人権侵犯としての体罰200件 学校でのいじめは3千件

教員が関係した事案の推移

2018年の1年間で、法務省の人権擁護機関が人権侵犯事件として取り扱った学校のいじめ事案は2955件(前年比6.8%減)だったことが、同省の発表で3月19日までに分かった。教員が関係した人権侵犯事案は1106件(同13.9%減)で、そのうち体罰は201件(同23.6%減)だった。

人権擁護機関が人権侵犯事件として扱った事件数は全体で1万9063件あり、前年比2.4%減。うち、学校でのいじめ事案(2955件)の占める割合は15.5%だった。また、教員が関係した事案(1106件)の占める割合は5.8%だった。

人権擁護機関が実際に救済措置を講じたケースとして、児童が同級生から複数回にわたり暴言を受けたり、蹴られたりしたにもかかわらず、学校が十分な対応をしていなかったとして保護者から法務局に相談があったケースでは、法務局の調査で学校が必要ないじめ防止対策を採っておらず、教育委員会も表面的な指示にとどまっていたために、被害者が不登校になるなど、問題が重大化していたことが明らかとなった。
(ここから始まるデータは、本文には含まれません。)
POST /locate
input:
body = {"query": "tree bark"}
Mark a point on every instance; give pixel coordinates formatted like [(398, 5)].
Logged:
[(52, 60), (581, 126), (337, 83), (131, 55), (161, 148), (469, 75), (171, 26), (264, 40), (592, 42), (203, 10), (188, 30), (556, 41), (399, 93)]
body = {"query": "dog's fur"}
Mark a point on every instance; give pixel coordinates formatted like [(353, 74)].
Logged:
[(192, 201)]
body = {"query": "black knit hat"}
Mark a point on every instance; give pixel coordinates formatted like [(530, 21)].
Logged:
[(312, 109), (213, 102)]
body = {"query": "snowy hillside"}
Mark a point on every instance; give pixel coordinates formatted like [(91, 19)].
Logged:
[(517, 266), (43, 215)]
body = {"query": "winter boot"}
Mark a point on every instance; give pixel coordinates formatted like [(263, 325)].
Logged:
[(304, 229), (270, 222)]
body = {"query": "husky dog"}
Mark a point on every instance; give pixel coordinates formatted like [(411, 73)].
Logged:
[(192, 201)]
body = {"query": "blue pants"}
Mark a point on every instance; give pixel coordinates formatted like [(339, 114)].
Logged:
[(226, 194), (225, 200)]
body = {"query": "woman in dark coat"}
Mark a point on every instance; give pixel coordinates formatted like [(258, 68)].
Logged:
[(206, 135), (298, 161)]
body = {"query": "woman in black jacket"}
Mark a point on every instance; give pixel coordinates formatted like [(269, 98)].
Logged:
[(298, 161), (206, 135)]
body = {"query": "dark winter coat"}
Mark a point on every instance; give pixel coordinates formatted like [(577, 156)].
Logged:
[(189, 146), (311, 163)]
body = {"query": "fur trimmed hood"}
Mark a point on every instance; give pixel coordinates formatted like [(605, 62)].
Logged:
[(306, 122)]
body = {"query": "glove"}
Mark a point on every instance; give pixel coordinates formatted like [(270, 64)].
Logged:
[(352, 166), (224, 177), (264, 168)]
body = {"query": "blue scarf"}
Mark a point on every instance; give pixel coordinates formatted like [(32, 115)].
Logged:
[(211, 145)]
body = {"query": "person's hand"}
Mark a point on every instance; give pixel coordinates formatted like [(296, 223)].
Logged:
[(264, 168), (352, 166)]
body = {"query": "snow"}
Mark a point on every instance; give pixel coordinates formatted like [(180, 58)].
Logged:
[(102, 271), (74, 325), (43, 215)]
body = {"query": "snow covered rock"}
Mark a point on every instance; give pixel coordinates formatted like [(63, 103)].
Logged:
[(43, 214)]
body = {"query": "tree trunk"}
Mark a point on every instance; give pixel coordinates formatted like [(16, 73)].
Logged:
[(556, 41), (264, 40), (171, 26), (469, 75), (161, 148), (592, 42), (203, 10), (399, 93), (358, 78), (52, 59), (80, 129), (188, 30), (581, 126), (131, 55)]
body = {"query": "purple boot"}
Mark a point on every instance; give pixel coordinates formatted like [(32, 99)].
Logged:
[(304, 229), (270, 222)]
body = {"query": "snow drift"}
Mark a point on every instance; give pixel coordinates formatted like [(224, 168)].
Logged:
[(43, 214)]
法務局は教育委員会と校長に再発防止を要請した。

また、小学校の教員から同級生がたたかれたり、暴言を吐かれたりしていると、小学生が「子どもの人権SOSミニレター」に投稿したケースでは、法務局が情報提供元を秘匿した上で、学校に聞き取りを実施。学校はその事実を把握していたにもかかわらず、その教員に対して具体的な指導をしていないことが判明した。

法務局からの提案を受けて、学校はアンガーマネジメント研修を導入。教員は被害児童への対応を改めるとともに、学校全体で見守る体制を構築したという。